A rescue package could unlock credit markets, providing much-needed relief for the industry. But even if a new bailout passes, more banks are likely to fail.
NEW YORK (CNNMoney.com) -- Hard-hit bank stocks rallied Tuesday, partly on hopes that the government would indeed pull off a rescue plan for the embattled industry.
But whether that happens or not, banks will hardly be insulated from further fallout, experts said.
Banks are coping with a laundry list of problems: an unwillingness to lend to one another, rising loan delinquencies, a weakening economy and further fallout in the U.S. housing market.
Investors were hoping that the proposed $700 billion bailout package would restore some calm following a tumultuous period that has included the collapse of Washington Mutual (WM, Fortune 500) and its subsequent takeover by JPMorgan Chase (JPM, Fortune 500) and Lehman Brothers' decision to file for bankruptcy.

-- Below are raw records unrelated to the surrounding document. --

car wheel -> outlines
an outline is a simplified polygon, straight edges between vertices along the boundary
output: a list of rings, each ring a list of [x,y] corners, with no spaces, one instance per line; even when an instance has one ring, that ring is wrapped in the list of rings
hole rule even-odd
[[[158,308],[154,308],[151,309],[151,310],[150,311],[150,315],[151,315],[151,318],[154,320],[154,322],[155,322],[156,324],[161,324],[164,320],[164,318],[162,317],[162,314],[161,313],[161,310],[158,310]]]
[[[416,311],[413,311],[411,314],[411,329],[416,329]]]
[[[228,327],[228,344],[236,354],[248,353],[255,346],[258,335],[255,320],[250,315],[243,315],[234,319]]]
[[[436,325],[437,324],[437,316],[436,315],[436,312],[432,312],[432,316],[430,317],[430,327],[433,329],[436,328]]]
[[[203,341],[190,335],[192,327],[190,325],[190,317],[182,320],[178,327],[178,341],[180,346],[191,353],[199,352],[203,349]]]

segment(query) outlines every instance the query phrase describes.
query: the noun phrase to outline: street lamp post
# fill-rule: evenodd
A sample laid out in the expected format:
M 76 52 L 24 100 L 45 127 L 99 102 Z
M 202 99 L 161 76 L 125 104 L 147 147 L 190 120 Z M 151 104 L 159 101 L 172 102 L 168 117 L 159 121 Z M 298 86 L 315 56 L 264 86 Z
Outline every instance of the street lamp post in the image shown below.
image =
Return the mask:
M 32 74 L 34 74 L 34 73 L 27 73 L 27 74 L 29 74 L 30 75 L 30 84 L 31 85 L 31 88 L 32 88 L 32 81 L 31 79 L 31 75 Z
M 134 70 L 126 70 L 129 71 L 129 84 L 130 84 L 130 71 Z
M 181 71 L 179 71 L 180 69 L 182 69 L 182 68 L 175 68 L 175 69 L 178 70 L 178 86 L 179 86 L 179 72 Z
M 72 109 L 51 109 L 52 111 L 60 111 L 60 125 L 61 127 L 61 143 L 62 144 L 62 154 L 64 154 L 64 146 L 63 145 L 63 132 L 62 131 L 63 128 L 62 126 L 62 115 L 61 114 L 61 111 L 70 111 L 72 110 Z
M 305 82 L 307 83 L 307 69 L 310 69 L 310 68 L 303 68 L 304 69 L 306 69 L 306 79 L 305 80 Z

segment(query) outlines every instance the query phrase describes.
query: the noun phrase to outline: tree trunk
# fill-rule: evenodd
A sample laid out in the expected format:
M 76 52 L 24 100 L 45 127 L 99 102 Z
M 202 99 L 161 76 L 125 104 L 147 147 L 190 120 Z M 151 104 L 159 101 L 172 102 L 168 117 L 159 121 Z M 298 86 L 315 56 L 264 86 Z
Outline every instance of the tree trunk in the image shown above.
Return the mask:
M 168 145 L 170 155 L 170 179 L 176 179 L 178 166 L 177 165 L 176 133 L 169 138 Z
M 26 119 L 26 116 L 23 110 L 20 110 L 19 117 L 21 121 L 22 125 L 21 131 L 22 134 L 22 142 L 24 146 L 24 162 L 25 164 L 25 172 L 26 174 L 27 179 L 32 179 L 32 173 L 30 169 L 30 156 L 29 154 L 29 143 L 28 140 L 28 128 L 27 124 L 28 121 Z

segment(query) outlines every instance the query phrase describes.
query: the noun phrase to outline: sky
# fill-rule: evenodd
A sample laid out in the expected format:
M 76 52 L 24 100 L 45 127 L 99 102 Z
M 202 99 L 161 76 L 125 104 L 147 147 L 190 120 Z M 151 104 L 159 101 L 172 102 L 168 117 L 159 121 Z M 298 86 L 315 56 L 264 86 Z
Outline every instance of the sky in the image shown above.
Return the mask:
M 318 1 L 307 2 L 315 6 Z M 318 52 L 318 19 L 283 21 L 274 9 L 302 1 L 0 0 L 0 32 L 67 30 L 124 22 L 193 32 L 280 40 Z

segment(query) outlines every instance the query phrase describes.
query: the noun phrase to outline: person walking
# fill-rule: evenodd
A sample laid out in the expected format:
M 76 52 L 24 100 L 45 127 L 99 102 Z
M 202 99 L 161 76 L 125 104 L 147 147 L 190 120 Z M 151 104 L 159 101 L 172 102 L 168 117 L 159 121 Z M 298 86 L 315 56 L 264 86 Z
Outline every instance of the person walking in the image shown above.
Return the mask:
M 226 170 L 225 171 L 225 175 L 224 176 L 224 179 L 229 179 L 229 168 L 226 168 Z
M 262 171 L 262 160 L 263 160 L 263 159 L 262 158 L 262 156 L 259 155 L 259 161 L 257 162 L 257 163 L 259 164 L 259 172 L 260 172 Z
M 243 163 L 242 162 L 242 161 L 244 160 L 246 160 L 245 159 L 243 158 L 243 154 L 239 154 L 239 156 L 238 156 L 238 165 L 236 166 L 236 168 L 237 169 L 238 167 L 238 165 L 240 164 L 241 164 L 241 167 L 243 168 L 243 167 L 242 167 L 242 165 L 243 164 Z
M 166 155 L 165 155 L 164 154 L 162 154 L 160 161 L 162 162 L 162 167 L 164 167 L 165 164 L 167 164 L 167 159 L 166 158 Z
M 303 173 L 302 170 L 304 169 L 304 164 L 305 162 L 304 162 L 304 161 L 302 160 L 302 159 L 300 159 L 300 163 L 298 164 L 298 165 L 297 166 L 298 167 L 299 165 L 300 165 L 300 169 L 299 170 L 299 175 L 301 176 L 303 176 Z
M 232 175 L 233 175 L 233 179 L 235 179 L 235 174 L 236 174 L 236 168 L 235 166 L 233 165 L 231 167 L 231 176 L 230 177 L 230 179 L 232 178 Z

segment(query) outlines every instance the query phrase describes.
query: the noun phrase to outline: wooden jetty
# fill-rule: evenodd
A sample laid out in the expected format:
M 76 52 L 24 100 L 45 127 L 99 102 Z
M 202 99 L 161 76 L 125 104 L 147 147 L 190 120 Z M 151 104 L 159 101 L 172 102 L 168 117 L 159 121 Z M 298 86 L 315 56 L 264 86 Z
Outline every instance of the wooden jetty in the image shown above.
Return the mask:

The bailout package, however, was rejected in the House Monday, sparking a massive selloff in the sector and the biggest ever one-day point decline in the Dow.
The bill would have allowed the federal government to buy troubled mortgage-related investments from financial firms.
Proponents said it would enable banks to lend more freely and help end the credit crisis. Opponents argued that the bailout is an unbearable burden to taxpayers and an undeserved rescue for Wall Street.
But even if a bailout eventually passes, analysts say further losses and additional bank failures are inevitable.
So far this year, 13 institutions have failed, including WaMu, which ranks as the biggest ever in U.S. history.
However, if Congress fails to approve any sort of a rescue package in the coming days, the failures may happen much sooner, notes Seamus McMahon, a financial services partner at consultancy Booz & Company.
"Without a bailout, we will go straight from third to fifth gear," said McMahon, who previously served with foreign banking giants HSBC and Toronto Dominion Bank, helping to run their respective U.S. operations.
McMahon added that could mean more weaker banks will be pushed into the arms of stronger institutions, as was the case with Citigroup's (C, Fortune 500) acquisition of Wachovia's (WB, Fortune 500) banking assets on Monday.
There may also be more continued speculation on Wall Street about which bank is next to go under, said Anthony Davis, a senior equity analyst at Stifel Nicolaus who covers regional banks.
"People really are concerned about which body is going to be the next one we drag off the battlefield," said Davis.
For the time being, the promise of a rescue package appeared to soothe investors.
Bank stocks across the board rallied and outpaced the gains in the broader market on Tuesday. The S&P Banking Index finished nearly 14% higher, outpacing the Dow Jones industrial average's gain of 4.7%.
Shares of mid-sized regional banks, which were among the biggest losers on Monday, led the bank surge Tuesday.
Shares of Sovereign Bancorp (SOV, Fortune 500) soared to close up nearly 70% higher after the company replaced its CEO. Fifth Third Bancorp (FITB, Fortune 500) and KeyCorp (KEY, Fortune 500) jumped about 31% and 22% respectively.
"National City [on Monday] was trading like it was the next WaMu or Wachovia," said Sean Ryan, analyst for Sterne, Agee & Leach. "[But] I think there was a dawning recognition, looking at both their capital position and their liquidity position, that they appear to be on very safe ground."
Terry McEvoy, banking analyst for Oppenheimer, said investors have become less panicky and more savvy about distinguishing "the survivors versus those that will be consolidated, contributing to some of that snap-back for some of those banks."
Shares of top banks JPMorgan Chase, Wells Fargo (WFC, Fortune 500) and Bank of America (BAC, Fortune 500) all posted double-digit percentage gains. Shares of the former stand alone investment bank Goldman Sachs were up about 6%.
And Wachovia shares nearly doubled -- one day after its stock plunged to near worthless levels following the news of the asset sale to Citigroup.